WHAT IT MEANS: The housing market has been wandering around for most of 2017 and it isn’t clear if that pattern will change anytime soon. Today, June new home sales were released and the results were good but not great. Yes, there was rise in total demand, but the level is nothing spectacular. Indeed, it is probably still at least twenty percent below what might be considered normal, let alone strong. At least the trend is up, especially when compared to 2016 levels. Looking across the nation, weakness in the South offset strength in the West and Midwest. Sales were flat in the Northeast. Median prices were actually off from June 2016 as there were a lot more lower-priced houses sold. While that is likely a one-month wonder, the trend in price gains has been down.
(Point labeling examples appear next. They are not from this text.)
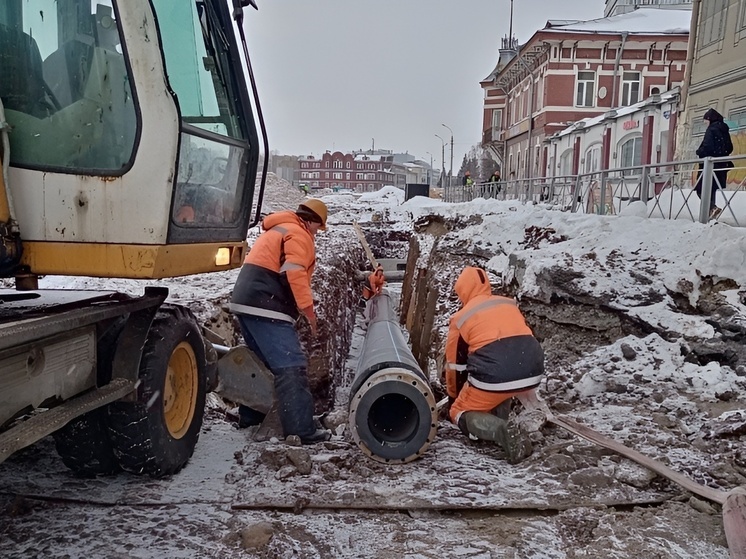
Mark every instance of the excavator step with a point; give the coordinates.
(45, 423)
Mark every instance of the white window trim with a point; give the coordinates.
(594, 83)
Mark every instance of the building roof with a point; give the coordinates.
(643, 20)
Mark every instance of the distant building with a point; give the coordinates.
(571, 70)
(614, 7)
(718, 77)
(338, 171)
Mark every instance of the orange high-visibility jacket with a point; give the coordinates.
(275, 280)
(373, 284)
(476, 335)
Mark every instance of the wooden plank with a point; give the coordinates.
(734, 501)
(364, 242)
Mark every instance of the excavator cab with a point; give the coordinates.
(130, 137)
(128, 150)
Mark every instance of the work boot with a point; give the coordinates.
(488, 427)
(319, 436)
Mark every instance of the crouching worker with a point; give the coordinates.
(272, 290)
(491, 356)
(373, 284)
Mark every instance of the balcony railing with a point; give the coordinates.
(666, 190)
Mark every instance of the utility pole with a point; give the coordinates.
(442, 158)
(450, 173)
(430, 170)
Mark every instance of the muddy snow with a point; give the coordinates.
(643, 322)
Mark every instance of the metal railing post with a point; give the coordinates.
(575, 192)
(602, 201)
(705, 190)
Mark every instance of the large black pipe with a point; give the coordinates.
(393, 416)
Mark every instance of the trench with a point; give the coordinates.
(568, 326)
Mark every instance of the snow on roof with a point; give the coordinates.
(363, 157)
(642, 20)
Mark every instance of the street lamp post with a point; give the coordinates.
(430, 170)
(450, 173)
(442, 157)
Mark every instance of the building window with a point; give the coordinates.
(630, 153)
(497, 119)
(630, 88)
(592, 159)
(585, 89)
(712, 26)
(566, 162)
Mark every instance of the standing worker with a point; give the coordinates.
(374, 283)
(272, 289)
(491, 356)
(716, 143)
(494, 183)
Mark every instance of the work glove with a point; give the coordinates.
(311, 317)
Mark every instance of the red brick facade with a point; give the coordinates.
(576, 75)
(337, 170)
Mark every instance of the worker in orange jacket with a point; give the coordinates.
(491, 356)
(272, 290)
(374, 283)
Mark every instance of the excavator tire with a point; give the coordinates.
(157, 434)
(84, 444)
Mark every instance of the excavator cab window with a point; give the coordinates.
(65, 86)
(215, 150)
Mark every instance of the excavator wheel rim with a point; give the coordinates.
(180, 390)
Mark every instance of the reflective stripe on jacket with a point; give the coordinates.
(275, 280)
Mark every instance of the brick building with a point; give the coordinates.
(337, 170)
(572, 70)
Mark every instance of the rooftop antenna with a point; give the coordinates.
(510, 33)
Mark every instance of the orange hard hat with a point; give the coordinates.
(317, 207)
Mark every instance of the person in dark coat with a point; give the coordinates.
(716, 143)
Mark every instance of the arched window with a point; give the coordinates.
(566, 162)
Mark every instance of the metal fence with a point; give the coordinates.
(671, 190)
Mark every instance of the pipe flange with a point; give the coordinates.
(393, 416)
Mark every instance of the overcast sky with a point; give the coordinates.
(341, 74)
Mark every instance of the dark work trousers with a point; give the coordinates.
(276, 343)
(719, 178)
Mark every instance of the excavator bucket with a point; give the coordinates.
(244, 379)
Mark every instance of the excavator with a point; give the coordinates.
(129, 150)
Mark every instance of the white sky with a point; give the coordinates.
(335, 74)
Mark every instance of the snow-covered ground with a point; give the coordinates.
(239, 498)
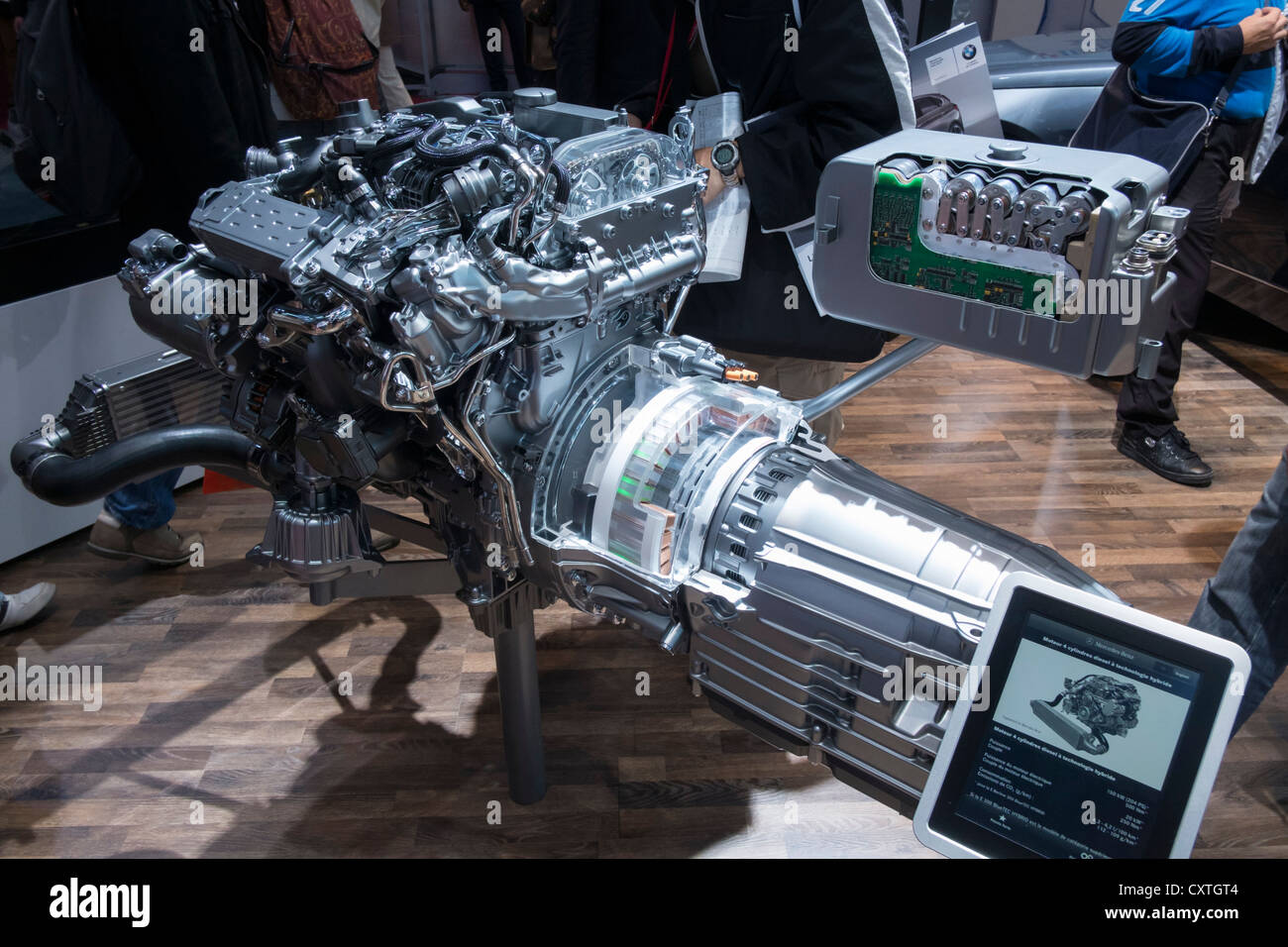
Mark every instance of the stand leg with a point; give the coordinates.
(515, 647)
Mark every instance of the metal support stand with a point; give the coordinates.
(866, 377)
(515, 644)
(506, 618)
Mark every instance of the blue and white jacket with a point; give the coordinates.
(1184, 50)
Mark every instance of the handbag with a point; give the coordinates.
(1170, 133)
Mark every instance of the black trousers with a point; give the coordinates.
(1147, 405)
(488, 14)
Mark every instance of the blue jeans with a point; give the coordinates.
(1247, 600)
(146, 505)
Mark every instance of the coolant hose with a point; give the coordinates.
(456, 154)
(58, 478)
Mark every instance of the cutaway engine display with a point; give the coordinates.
(465, 307)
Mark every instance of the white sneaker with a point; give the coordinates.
(26, 604)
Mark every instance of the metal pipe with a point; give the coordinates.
(866, 376)
(679, 304)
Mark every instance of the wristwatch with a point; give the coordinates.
(725, 158)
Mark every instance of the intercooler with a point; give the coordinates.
(162, 389)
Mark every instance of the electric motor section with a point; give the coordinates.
(1044, 256)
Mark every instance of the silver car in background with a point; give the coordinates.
(1044, 85)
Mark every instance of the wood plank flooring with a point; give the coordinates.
(223, 731)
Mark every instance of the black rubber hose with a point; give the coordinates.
(64, 480)
(458, 154)
(307, 171)
(406, 140)
(563, 182)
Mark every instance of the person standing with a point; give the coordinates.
(819, 77)
(1247, 600)
(488, 17)
(20, 608)
(188, 82)
(1185, 50)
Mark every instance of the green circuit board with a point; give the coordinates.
(900, 257)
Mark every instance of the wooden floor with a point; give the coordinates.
(222, 731)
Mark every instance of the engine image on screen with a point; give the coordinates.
(1089, 709)
(465, 307)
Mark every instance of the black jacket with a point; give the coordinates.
(838, 95)
(188, 115)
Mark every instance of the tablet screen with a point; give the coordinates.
(1083, 745)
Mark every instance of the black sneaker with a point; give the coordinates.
(1168, 457)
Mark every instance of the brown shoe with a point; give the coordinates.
(160, 547)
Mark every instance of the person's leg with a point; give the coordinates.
(1146, 407)
(1247, 600)
(487, 17)
(516, 26)
(803, 377)
(136, 523)
(145, 505)
(391, 88)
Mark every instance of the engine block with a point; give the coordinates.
(465, 305)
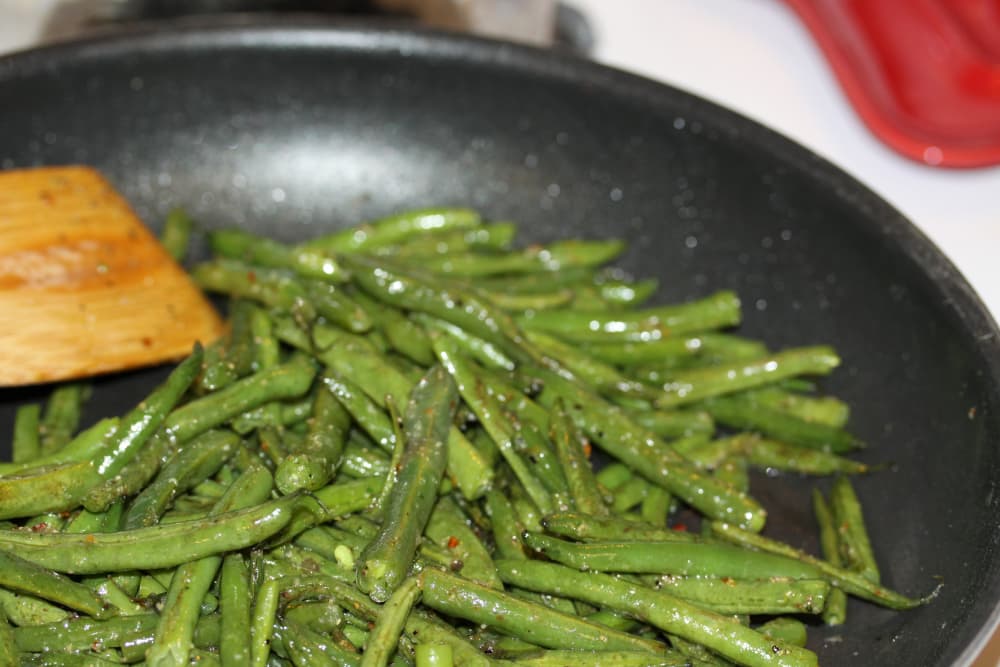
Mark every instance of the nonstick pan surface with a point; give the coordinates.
(290, 129)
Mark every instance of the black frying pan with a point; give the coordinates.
(293, 129)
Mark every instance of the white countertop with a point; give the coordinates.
(755, 57)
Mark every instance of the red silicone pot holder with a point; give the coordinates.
(924, 75)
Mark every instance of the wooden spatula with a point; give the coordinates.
(85, 288)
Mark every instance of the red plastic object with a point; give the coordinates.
(924, 75)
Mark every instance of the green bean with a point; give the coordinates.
(532, 443)
(360, 461)
(570, 658)
(475, 348)
(774, 455)
(241, 245)
(288, 380)
(449, 301)
(696, 384)
(401, 332)
(539, 282)
(674, 423)
(395, 229)
(855, 546)
(429, 411)
(311, 465)
(671, 557)
(629, 495)
(572, 451)
(154, 547)
(198, 460)
(132, 478)
(789, 630)
(145, 419)
(853, 583)
(494, 236)
(603, 377)
(291, 413)
(55, 487)
(673, 350)
(8, 647)
(384, 636)
(19, 575)
(434, 655)
(613, 476)
(656, 506)
(62, 415)
(274, 288)
(827, 410)
(332, 501)
(734, 471)
(639, 448)
(505, 526)
(447, 528)
(234, 605)
(87, 444)
(365, 412)
(521, 302)
(192, 580)
(324, 616)
(265, 610)
(310, 649)
(240, 347)
(670, 614)
(718, 310)
(487, 408)
(353, 358)
(525, 620)
(744, 413)
(726, 595)
(26, 444)
(835, 610)
(710, 454)
(24, 610)
(216, 369)
(618, 291)
(552, 257)
(337, 307)
(176, 233)
(592, 528)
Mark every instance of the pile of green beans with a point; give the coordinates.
(420, 445)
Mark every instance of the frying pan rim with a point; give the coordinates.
(324, 33)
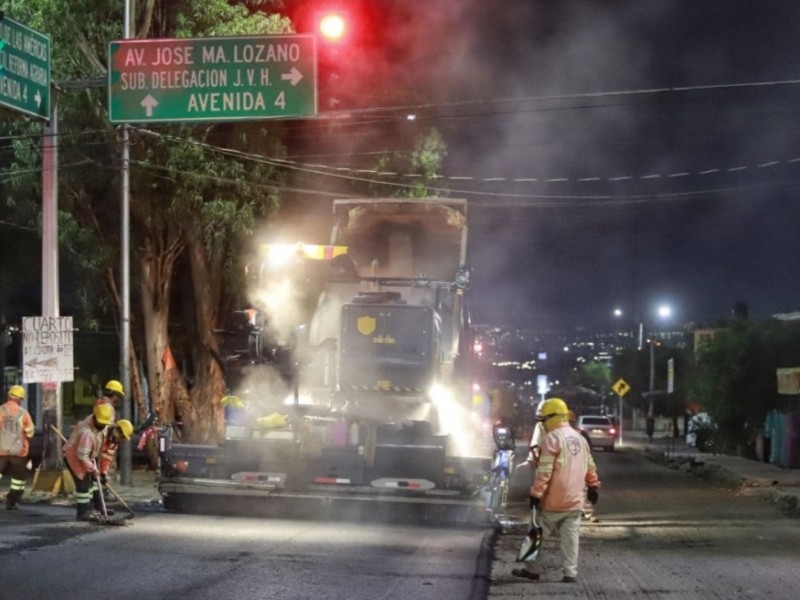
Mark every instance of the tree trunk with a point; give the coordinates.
(209, 385)
(169, 396)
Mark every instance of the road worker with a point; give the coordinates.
(81, 453)
(566, 468)
(16, 431)
(535, 447)
(113, 392)
(122, 430)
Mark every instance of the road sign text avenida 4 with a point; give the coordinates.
(212, 79)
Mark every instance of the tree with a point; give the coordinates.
(735, 377)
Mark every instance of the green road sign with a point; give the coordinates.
(212, 79)
(24, 69)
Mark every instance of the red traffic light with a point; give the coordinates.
(332, 26)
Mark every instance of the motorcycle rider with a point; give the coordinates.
(16, 430)
(81, 452)
(566, 467)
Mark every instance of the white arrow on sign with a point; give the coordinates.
(294, 76)
(149, 103)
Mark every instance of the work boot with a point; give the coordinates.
(12, 499)
(98, 508)
(525, 574)
(87, 513)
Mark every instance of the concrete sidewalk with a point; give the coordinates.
(776, 484)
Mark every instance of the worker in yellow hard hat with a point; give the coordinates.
(81, 453)
(16, 431)
(566, 469)
(122, 430)
(113, 392)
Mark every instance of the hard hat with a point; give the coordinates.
(233, 401)
(17, 391)
(125, 427)
(551, 408)
(104, 414)
(114, 386)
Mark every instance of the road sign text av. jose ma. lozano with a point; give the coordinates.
(212, 79)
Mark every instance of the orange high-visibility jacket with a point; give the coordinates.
(566, 468)
(15, 411)
(83, 447)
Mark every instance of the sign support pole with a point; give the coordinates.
(125, 454)
(51, 407)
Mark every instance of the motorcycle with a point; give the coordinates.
(502, 468)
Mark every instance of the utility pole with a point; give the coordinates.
(51, 405)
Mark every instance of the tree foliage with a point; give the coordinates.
(735, 377)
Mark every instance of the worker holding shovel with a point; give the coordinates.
(566, 469)
(81, 453)
(122, 430)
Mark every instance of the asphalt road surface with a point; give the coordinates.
(161, 556)
(665, 534)
(662, 534)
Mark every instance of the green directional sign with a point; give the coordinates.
(24, 69)
(212, 79)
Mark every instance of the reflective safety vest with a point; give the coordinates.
(83, 447)
(16, 427)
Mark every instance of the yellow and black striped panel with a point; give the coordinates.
(394, 389)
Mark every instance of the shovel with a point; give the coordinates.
(533, 541)
(100, 485)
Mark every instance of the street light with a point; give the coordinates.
(664, 311)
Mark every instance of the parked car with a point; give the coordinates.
(601, 431)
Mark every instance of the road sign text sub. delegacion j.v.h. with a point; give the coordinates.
(212, 79)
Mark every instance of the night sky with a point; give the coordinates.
(615, 154)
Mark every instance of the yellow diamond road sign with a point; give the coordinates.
(621, 387)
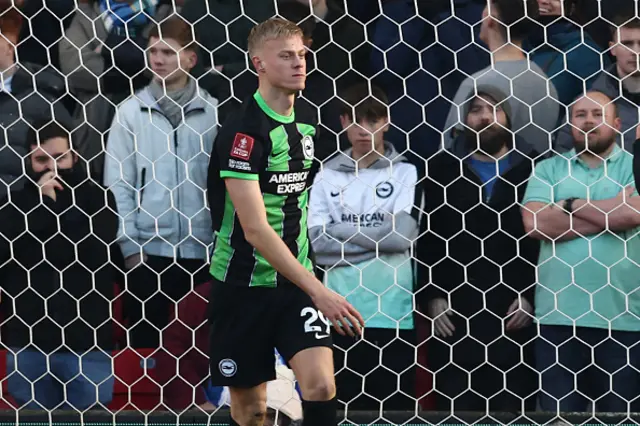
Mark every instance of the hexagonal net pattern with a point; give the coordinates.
(460, 172)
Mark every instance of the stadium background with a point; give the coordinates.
(425, 49)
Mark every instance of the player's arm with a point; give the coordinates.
(246, 197)
(543, 219)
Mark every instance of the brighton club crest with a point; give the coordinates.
(307, 147)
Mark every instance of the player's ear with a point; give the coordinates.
(257, 64)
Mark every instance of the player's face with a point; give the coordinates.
(594, 123)
(169, 61)
(626, 49)
(283, 62)
(365, 135)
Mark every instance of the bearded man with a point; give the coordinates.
(479, 294)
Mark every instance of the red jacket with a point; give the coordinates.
(183, 365)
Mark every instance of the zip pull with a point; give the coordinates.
(141, 190)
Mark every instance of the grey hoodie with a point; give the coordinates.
(355, 214)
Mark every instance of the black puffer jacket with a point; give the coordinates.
(475, 254)
(36, 93)
(56, 279)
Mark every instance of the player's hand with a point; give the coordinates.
(49, 184)
(439, 312)
(522, 312)
(342, 315)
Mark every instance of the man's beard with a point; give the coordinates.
(489, 141)
(632, 83)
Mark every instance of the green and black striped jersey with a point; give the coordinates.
(256, 143)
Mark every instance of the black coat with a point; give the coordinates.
(473, 251)
(58, 273)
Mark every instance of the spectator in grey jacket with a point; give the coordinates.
(156, 164)
(532, 98)
(620, 82)
(362, 226)
(100, 74)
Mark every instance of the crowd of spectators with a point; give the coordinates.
(474, 163)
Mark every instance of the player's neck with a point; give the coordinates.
(365, 160)
(278, 100)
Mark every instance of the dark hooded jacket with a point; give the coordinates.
(474, 254)
(56, 277)
(36, 96)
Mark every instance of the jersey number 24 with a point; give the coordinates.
(313, 316)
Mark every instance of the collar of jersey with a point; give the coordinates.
(271, 113)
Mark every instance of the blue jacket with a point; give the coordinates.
(158, 175)
(582, 59)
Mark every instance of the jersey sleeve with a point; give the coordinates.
(240, 155)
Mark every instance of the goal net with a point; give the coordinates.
(472, 195)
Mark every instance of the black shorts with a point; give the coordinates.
(249, 323)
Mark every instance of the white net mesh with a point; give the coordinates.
(470, 202)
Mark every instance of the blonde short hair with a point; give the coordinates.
(272, 29)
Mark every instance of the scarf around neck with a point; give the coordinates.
(173, 103)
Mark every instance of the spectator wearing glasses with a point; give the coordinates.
(57, 281)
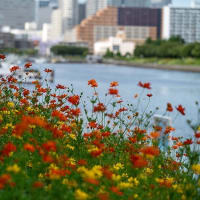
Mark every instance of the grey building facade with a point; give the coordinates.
(15, 13)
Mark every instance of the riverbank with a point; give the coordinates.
(189, 68)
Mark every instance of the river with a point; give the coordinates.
(167, 86)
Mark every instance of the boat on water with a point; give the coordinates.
(25, 76)
(94, 59)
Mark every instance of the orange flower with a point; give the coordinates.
(138, 161)
(114, 84)
(113, 91)
(92, 181)
(155, 135)
(14, 68)
(181, 109)
(38, 184)
(49, 146)
(169, 107)
(116, 191)
(150, 150)
(93, 83)
(99, 108)
(29, 147)
(60, 86)
(74, 99)
(2, 56)
(144, 85)
(8, 148)
(28, 65)
(48, 70)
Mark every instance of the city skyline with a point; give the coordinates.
(175, 2)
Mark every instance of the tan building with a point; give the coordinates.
(105, 24)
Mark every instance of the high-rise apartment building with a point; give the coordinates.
(182, 22)
(160, 3)
(195, 3)
(69, 10)
(44, 10)
(15, 13)
(94, 5)
(81, 12)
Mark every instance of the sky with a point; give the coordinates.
(175, 2)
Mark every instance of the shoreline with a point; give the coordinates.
(154, 66)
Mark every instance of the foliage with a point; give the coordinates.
(53, 145)
(63, 50)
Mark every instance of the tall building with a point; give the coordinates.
(195, 3)
(160, 3)
(138, 24)
(44, 10)
(69, 10)
(15, 13)
(94, 5)
(182, 22)
(81, 12)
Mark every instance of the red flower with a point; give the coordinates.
(169, 107)
(116, 191)
(144, 85)
(38, 184)
(113, 91)
(151, 150)
(149, 95)
(60, 86)
(2, 56)
(114, 84)
(74, 99)
(48, 70)
(49, 146)
(181, 109)
(28, 65)
(29, 147)
(93, 83)
(197, 135)
(138, 161)
(14, 68)
(188, 142)
(8, 148)
(99, 108)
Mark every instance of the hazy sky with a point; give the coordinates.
(175, 2)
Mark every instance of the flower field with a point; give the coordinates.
(56, 145)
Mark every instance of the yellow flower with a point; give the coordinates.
(116, 177)
(123, 185)
(196, 168)
(118, 166)
(13, 168)
(80, 195)
(11, 104)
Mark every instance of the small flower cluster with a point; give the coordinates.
(53, 147)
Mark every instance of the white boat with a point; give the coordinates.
(94, 59)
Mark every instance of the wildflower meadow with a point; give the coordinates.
(54, 145)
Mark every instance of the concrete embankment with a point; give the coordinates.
(154, 66)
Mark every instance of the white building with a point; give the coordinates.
(115, 44)
(195, 3)
(56, 25)
(15, 13)
(182, 22)
(94, 5)
(69, 11)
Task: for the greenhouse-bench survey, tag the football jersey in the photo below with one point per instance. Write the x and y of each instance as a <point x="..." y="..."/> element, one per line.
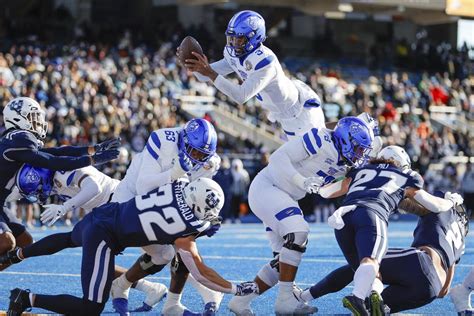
<point x="441" y="231"/>
<point x="66" y="185"/>
<point x="380" y="187"/>
<point x="322" y="160"/>
<point x="159" y="217"/>
<point x="11" y="141"/>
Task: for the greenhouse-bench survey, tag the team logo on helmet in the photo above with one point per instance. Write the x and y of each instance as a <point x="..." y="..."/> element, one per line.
<point x="211" y="199"/>
<point x="16" y="106"/>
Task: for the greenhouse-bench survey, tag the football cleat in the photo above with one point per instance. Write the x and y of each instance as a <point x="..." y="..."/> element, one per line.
<point x="355" y="305"/>
<point x="376" y="305"/>
<point x="153" y="297"/>
<point x="11" y="257"/>
<point x="240" y="305"/>
<point x="19" y="302"/>
<point x="177" y="310"/>
<point x="290" y="305"/>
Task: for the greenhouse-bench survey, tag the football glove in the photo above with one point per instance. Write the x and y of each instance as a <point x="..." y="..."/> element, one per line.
<point x="104" y="156"/>
<point x="246" y="288"/>
<point x="52" y="213"/>
<point x="113" y="143"/>
<point x="181" y="165"/>
<point x="454" y="197"/>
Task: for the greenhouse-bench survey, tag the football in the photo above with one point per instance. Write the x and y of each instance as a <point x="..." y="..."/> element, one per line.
<point x="187" y="46"/>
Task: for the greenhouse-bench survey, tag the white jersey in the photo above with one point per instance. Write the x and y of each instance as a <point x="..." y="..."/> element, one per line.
<point x="312" y="155"/>
<point x="263" y="78"/>
<point x="70" y="185"/>
<point x="151" y="168"/>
On Monday, the National Association of Realtors reported that existing home sales fell in June. It seems that there is one month were demand rises followed by one where sales falls. This saw tooth pattern has led to only a relatively small increase in sales since December 2016. Regionally, demand rose only in the Midwest. There just aren’t a lot of homes for sale and prices are rising, though at a decelerating pace.
MARKETS AND FED POLICY IMPLICATIONS: We need the housing market to be strong if the economy is to accelerate. The sector has been adding to growth, but not by much. That is happening despite low mortgage rates. We also saw that the National Association of Home Builders confidence index slipped in July, pointing to only modest gains in construction. Housing starts should increase, as permit requests are outstripping starts, but if demand doesn’t pick up, that rise in construction is not likely to be significant. When you add the housing data to the consumer information, they point to only a minimal increase in growth. The Fed will be ending their meeting soon and we will know what the members think about the economy. It is clear that the FOMC members feel further increases in interest rates are needed and the Fed must start shrinking its balance sheet. To do that, though, inflation has to stay close to the target. It hasn’t done that lately. A better housing market would help and that is happening only slowly. That said, investors are focusing on earnings and that will be the case since they cannot use expectations of major tax cuts and spending increases to power the economy. It just seems that when one reason to take the markets up dissipates, a new one is created. Around and ‘round the markets go, where they stop no one knows.